IT’S a spectre which haunts all modern athletes and all competitive sports.
Whether we like it or not, performance enhancing drugs are frighteningly more common than many would dare to admit.
With the news of Kid Galahad’s two-year ban, exercise scientist Danny Snow, examines what it is which drives boxers to put their health on the line.
It was only a couple of weeks ago our generation saw the richest fight of the century, when Floyd Mayweather and Manny Pacquiao went head-to-head at the world famous MGM in Las Vegas. With financial rewards many could only dream of, in a sport where pride and egos are worn on sleeves, it is easy to understand why some fighters risk their health and abuse banned substances.
Although there are many Performance Enhancing Drugs (PEDs) used by boxers, there is a core of favoured substances.
Below I examine these, including their enhancing properties and more importantly, the harmful side effects each one brings with it.
It is without doubt the two most commonly abused substances amongst fighters are those that control/reduce weight. More specifically, Clenbuterol (Clen) and Ephedrine. I’m talking about these two together for one reason. They are pretty similar in how they work. Although people have also reported using Ephedrine for things like improved focus and concentration, the main reason for use is weight management. Weight management is, in its simplest form, calories in versus calories out. If we burn more calories than we consume, we lose weight and vice versa. When we use Clen and Ephedrine, we are essentially increasing our core temperature by about 0.5-1.0 degrees, which results in excess energy (calories) being burnt. This leads to a greater calorie deficit, and therefore a decrease in weight. Both of these substances affect the central nervous system, which means the side effects are also fairly similar. Users can expect bouts of uncontrollable shaking, dizziness, insomnia, sweating, increased blood pressure and nausea. Overdosing on them can be fatal, and can be spotted by rapid breathing, irregularities in heart rate and blood pressure, unconsciousness, trembling, extreme panic and restlessness, severe nausea, vomiting and diarrhea. Extremely high doses may even lead to cases of cardiac arrest.

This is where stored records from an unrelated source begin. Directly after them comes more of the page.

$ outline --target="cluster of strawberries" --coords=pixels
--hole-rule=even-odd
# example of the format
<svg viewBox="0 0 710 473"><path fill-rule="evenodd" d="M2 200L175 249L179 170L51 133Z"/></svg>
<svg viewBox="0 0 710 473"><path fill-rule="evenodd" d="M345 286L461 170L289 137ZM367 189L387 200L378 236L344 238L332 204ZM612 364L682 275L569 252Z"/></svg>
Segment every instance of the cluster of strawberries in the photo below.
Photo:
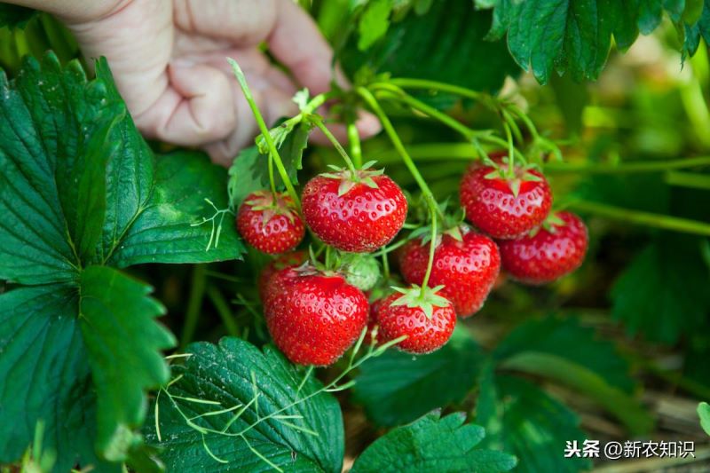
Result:
<svg viewBox="0 0 710 473"><path fill-rule="evenodd" d="M430 240L411 238L397 253L410 287L379 297L374 295L383 291L374 290L372 302L363 291L372 284L356 287L343 272L307 261L304 252L287 252L303 240L306 225L343 252L383 248L406 219L407 201L394 181L368 169L321 174L304 186L301 214L286 194L249 195L238 212L240 233L257 249L281 254L259 279L267 327L281 351L294 363L330 365L368 327L378 343L401 339L399 350L429 353L448 341L457 316L481 308L501 266L537 285L581 264L587 228L570 212L550 213L550 189L539 171L501 159L475 164L460 195L477 231L462 222L443 225L428 275Z"/></svg>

As we rummage a little deeper, we meet a different variety of performance enhancers; anabolic steroids. There are many that could be used by fighters, but the most popular steroid is likely Stanozolol (winstrol, or Winny for short). It’s the second most popular steroid used by sports people behind Dianabol, and is the chemical that was recently found in Kid Galahad’s system. The undefeated professional from Sheffield was recently dealt a two-year ban by the UK Anti-Doping Agency after he failed a drug test [which he plans to appeal]. It has an extremely potent anabolic effect, and because of its low estrogen content, will not make the user retain excess water weight. Basically, when a fighter is on lower calories it may help them maintain their good mass (muscle) and improve attributes such as strength and power, but not store unwanted water. Win-win, right? Not quite. If it’s too good to be true, it usually is, and Stanozolol is no different. Stanozolol is one of the drugs that provides the well-known side effects most people know about, including oily skin, acne, body/face hair and can cause male pattern baldness, as well as resulting in reduced natural testosterone production. Females are no less at risk. They can suffer from deep voices, irregularities with their menstrual cycle, excess hair and clitoral enlargement. Stanozolol has also been altered so that it can survive passing through the liver, therefore allowing more of the drug to enter the blood stream. Unfortunately, this means it is extremely toxic to the liver, and prolonged use can result in liver damage. No thanks…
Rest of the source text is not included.